RE: Mappers spawning Hive queries

2016-04-18 Thread Ryan Harris
I'm not aware of any particular reason that this shouldn't "inherently" work, 
but for debugging purposes I'd be wondering about the nested environment 
variables related to the hadoop job.the bash shell where you are trying to 
launch subsequent hive queries already has pre-existing hadoop job environment 
variables declared in the environment from the parent streaming job.I can't 
say for sure that there wouldn't be conflicts there.  So while I don't know of 
any reason that it definitely won't work, I know that you are venturing into 
uncharted territory and you may uncover unexpected edge-cases.


From: Shirish Tatikonda [mailto:shirish.tatiko...@gmail.com]
Sent: Monday, April 18, 2016 3:44 PM
To: user@hive.apache.org
Subject: Re: Mappers spawning Hive queries

I am using Hive 1.2.1 with MR backend.

Ryan, I hear you. I totally agree. This is not the best approach, and I am in 
fact restructuring the approach.

However, I would like to understand what is going on. In my test run, each hive 
query is computing distinct on a toy table of 10 records -- so, we are 
definitely not running into problems like resource contention. Also, I 
increased (streaming) mappers' task timeout value (to 1hr) so that I give ample 
time for shell script (i.e., hive query) to finish.

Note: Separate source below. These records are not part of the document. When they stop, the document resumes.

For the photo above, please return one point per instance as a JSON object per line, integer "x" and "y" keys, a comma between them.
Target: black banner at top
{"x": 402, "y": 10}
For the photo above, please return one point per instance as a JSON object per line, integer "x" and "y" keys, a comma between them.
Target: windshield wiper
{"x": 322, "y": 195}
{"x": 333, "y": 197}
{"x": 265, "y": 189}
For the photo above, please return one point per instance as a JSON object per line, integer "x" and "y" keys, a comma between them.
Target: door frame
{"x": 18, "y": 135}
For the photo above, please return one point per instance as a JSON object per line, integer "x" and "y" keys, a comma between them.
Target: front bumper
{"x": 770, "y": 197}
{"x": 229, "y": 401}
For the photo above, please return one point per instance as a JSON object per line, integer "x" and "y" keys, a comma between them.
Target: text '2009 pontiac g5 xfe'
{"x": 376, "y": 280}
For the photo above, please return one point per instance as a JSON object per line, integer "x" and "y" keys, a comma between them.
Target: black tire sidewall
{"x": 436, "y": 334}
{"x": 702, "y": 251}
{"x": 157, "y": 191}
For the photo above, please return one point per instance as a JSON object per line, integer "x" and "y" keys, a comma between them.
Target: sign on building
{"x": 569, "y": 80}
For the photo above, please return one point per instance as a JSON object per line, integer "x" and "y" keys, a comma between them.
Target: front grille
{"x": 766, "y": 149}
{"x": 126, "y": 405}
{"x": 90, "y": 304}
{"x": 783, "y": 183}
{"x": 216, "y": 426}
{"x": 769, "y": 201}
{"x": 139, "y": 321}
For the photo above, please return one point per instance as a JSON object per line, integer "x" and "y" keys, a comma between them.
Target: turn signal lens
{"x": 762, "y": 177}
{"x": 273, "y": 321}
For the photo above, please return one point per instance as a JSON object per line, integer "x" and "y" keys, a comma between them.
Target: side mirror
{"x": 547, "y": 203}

So, architecturally, is 
there something that limits us spawning such nested MR jobs -- a streaming MR 
job spawning multiple hive queries that in turn spawn mr jobs.

Shirish


On Mon, Apr 18, 2016 at 1:31 PM, Ryan Harris 
<ryan.har...@zionsbancorp.com<mailto:ryan.har...@zionsbancorp.com>> wrote:
My $0.02

If you are running multiple concurrent queries on the data, you are probably 
doing it wrong (or at least inefficiently)although this somewhat depends on 
what type of files are backing your hive warehouse...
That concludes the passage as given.